Ani Muntari ani Flamini nigdy w całej swojej karierze nie mieli zadań czysto rozgrywającego, więc dlaczego raptem teraz mieliby mieć takie umiejętności? To nie Matrix, gdzie można sobie je wgrać z nośnika. -_-
ACstach - Muntari umie rozgrywać piłkę inteligentnie (np. Spotkanie z Pescarą) tylko z ligowym outsiderem, jeśli pojawi się ktoś lepszy to zmienia się w bezmózga którego jednym zadaniem jest kopnięcie piłki byle dalej.
Gol.
Na pewno będzie to wyglądać o niebo lepiej. Jednak jeżeli o Flaminim można powiedzieć, że potrafił jedynie walnąć piłką na wiwat do przodu, to Muntariemu czasami zdarzały się mecze, gdzie potrafił dogrywać ładne piłki. Tylko nie wiedzieć czemu po takich pojedynczych udanych meczach znowu zaczynał utożsamiać się z Francuzem w swoich zagraniach...

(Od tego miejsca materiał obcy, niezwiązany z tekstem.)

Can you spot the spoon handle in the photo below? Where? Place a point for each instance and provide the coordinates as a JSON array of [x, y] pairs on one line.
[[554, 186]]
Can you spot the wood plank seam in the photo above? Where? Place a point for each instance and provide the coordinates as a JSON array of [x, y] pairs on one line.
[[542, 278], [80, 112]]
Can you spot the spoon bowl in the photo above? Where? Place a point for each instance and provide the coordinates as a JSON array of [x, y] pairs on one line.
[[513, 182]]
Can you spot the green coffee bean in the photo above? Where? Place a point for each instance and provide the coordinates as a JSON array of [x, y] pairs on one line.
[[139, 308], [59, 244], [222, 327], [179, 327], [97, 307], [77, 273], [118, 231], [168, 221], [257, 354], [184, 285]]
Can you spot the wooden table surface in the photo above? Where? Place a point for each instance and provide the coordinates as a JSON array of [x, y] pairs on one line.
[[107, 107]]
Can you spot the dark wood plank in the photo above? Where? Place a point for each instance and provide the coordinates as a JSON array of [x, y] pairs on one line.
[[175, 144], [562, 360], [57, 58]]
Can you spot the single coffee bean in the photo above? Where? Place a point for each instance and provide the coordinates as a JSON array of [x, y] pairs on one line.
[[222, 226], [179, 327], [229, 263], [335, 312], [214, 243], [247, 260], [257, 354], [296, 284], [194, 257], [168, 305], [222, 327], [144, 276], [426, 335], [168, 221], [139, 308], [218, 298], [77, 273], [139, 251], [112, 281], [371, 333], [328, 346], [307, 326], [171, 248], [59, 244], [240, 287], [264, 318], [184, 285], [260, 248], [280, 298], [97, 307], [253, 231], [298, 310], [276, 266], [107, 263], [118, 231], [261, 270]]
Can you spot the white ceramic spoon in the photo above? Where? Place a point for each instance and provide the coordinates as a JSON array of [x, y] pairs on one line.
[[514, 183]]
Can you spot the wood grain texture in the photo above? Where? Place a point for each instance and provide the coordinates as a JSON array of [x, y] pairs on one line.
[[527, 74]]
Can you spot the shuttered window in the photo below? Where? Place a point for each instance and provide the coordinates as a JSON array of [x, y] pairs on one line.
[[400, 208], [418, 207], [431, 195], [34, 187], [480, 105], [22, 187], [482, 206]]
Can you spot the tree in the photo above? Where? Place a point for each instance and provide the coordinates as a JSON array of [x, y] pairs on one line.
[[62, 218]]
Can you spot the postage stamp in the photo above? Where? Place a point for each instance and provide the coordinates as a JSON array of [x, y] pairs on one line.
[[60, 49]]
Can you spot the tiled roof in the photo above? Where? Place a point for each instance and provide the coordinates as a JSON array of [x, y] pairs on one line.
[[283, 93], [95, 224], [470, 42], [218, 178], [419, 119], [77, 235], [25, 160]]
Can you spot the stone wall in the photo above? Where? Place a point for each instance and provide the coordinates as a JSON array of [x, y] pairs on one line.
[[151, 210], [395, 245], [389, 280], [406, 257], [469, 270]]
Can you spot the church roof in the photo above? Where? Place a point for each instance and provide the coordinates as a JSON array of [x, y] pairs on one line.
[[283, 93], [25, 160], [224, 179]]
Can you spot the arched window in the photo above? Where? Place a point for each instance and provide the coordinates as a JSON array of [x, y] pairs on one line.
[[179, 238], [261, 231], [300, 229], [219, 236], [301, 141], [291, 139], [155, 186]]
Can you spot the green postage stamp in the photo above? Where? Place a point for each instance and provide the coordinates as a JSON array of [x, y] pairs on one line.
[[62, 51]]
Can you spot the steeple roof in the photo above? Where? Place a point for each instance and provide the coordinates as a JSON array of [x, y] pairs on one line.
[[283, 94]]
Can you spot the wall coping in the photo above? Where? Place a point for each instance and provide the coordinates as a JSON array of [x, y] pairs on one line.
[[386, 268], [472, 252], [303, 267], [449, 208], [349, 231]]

Poli to jedna wielka niewiadoma - już było kilka wielkich talentów z których nic nie wyszło (choćby nasz Salamon) Potrzebujemy kogoś kreatywnego, uznanej marki, kogoś kto będzie dzielił i rządził w środku pola. Wybaczcie ale ani Saponara ani Poli mnie nie przekonują.
Gol - Ale mnie coś takiego wkurza, 0 ambicji w zawodnikach - zamiast coś sobie osiągnąć i walczyć o 1 skład to jest pewne siedzenie na ławce i trzaskanie sobie pieniędzy. Akcja niczym z Mesbahem i Traore jeszcze sobie u nas posiedzi...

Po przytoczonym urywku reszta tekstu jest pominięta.